The first type is a Class method which does not have to be called from an instance. Java programmers would call this a static object. These class methods are also referred to within Cocoa as convenience constructors. The important thing to realise about objects created with a class method is that they have a retain count of one but are also added to the autorelease pool on creation. Thus to keep hold of them on exit from a routine you must send them a retain message
NSArray *temp = [NSArray arrayWithObjects:object1,object2,nil];
This statement would return a NSArray with a retain count of 1 but which has also been added to the autorelease pool. So if this object was needed on exit from a routine the following code would have to be invoked.
[temp retain];
The second type of method is an instance method which must be called from an instance of the object, which is done by sending an alloc method to the class and some form of init message. The init message is defined in the NSObject class and thus inherited by all Cocoa classes but most higher level classes have convenience init methods relating to their function e.g NSString has initWithContentsOfFile
NSArray *temp = [[NSArray alloc] initWithObjects:object1,object2,nil];
The object temp is effectively the same object as the last example but has not been added to the autorelease pool and does not require a retain message to be sent to it.
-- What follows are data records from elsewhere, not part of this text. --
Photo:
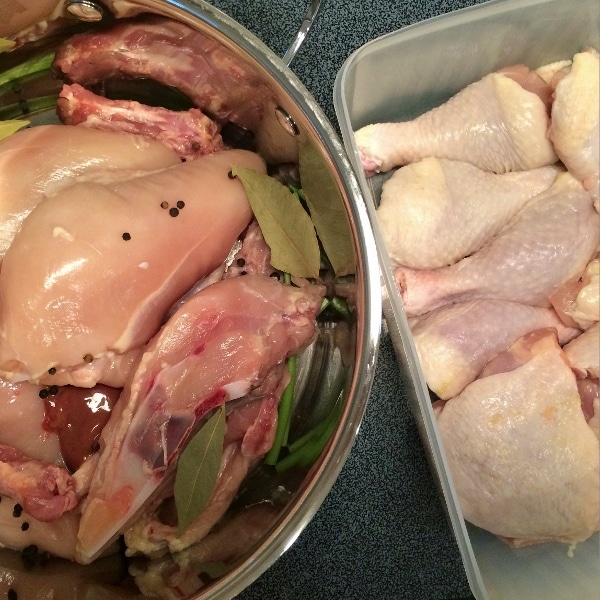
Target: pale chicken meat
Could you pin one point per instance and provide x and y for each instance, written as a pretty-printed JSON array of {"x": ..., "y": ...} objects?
[
  {"x": 36, "y": 163},
  {"x": 22, "y": 422},
  {"x": 89, "y": 290},
  {"x": 57, "y": 537},
  {"x": 496, "y": 124},
  {"x": 547, "y": 243},
  {"x": 219, "y": 346},
  {"x": 455, "y": 342},
  {"x": 575, "y": 125},
  {"x": 435, "y": 211},
  {"x": 44, "y": 490},
  {"x": 523, "y": 459}
]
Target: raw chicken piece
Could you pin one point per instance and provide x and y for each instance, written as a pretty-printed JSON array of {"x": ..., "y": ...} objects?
[
  {"x": 549, "y": 241},
  {"x": 105, "y": 262},
  {"x": 437, "y": 211},
  {"x": 575, "y": 128},
  {"x": 188, "y": 133},
  {"x": 217, "y": 347},
  {"x": 44, "y": 490},
  {"x": 523, "y": 460},
  {"x": 213, "y": 77},
  {"x": 21, "y": 422},
  {"x": 35, "y": 163},
  {"x": 584, "y": 353},
  {"x": 455, "y": 342},
  {"x": 249, "y": 436},
  {"x": 227, "y": 543},
  {"x": 495, "y": 124},
  {"x": 577, "y": 302},
  {"x": 57, "y": 537}
]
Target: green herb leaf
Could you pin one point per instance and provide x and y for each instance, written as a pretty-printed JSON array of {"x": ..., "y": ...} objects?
[
  {"x": 7, "y": 128},
  {"x": 34, "y": 66},
  {"x": 198, "y": 469},
  {"x": 285, "y": 224},
  {"x": 6, "y": 45},
  {"x": 327, "y": 209}
]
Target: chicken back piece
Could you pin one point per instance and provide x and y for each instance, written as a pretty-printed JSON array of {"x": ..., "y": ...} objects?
[
  {"x": 574, "y": 128},
  {"x": 547, "y": 243},
  {"x": 523, "y": 459},
  {"x": 36, "y": 162},
  {"x": 454, "y": 203},
  {"x": 495, "y": 124},
  {"x": 174, "y": 54},
  {"x": 188, "y": 133},
  {"x": 95, "y": 267},
  {"x": 218, "y": 346},
  {"x": 455, "y": 342}
]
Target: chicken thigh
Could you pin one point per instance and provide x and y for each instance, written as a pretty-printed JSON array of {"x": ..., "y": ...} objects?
[
  {"x": 103, "y": 263},
  {"x": 220, "y": 345},
  {"x": 574, "y": 128},
  {"x": 495, "y": 123},
  {"x": 547, "y": 243},
  {"x": 436, "y": 211},
  {"x": 523, "y": 459},
  {"x": 455, "y": 342},
  {"x": 35, "y": 163}
]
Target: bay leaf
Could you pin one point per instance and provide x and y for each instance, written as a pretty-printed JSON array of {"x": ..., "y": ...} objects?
[
  {"x": 327, "y": 209},
  {"x": 286, "y": 226},
  {"x": 7, "y": 128},
  {"x": 198, "y": 469},
  {"x": 6, "y": 45}
]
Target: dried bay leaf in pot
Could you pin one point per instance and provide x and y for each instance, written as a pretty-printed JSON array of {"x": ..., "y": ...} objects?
[
  {"x": 198, "y": 469},
  {"x": 285, "y": 225},
  {"x": 326, "y": 209}
]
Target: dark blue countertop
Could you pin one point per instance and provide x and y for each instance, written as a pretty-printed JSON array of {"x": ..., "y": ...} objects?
[{"x": 382, "y": 531}]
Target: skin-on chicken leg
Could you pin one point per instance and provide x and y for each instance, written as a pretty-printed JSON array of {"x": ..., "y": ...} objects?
[
  {"x": 549, "y": 241},
  {"x": 574, "y": 128},
  {"x": 523, "y": 459},
  {"x": 437, "y": 211},
  {"x": 495, "y": 124}
]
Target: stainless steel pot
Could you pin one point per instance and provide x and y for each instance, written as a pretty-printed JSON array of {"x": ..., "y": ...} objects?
[{"x": 295, "y": 117}]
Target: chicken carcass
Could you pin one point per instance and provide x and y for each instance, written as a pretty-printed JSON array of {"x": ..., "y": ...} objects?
[
  {"x": 44, "y": 490},
  {"x": 35, "y": 163},
  {"x": 547, "y": 243},
  {"x": 188, "y": 133},
  {"x": 496, "y": 124},
  {"x": 94, "y": 289},
  {"x": 218, "y": 346},
  {"x": 523, "y": 459},
  {"x": 455, "y": 342},
  {"x": 174, "y": 54},
  {"x": 436, "y": 211},
  {"x": 575, "y": 127}
]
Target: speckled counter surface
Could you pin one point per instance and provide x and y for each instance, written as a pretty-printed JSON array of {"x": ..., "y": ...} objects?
[{"x": 382, "y": 532}]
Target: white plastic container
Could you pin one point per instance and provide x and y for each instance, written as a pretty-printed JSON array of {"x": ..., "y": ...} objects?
[{"x": 395, "y": 78}]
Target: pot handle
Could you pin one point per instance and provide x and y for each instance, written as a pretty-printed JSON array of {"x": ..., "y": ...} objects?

When subclassing Cocoa classes never override the alloc method, instead create a custom init method to be invoked upon a alloc'ed object instance.
Object Destruction
When an objects retain count reaches 0 it is sent a dealloc message which releases any internal objects. When subclassing Cocoa classes you must override the dealloc method to also release any objects that have been created internally by your object in addition to calling dealloc on the superclass after releasing the subclasses own object.
So within the method implementation
- (void) dealloc
{
[internal1 release];
[internal2 release];
....
[super dealloc];
}
Memory management with Cocoa classes is relatively simple if you remember these prime things. First check the documentation for whether the Cocoa method you are attempting to use will retain the object that you are sending when needed (99% of them do) and second if you find yourself sprinkling retains and releases around without knowing why you are probably doing it the wrong way.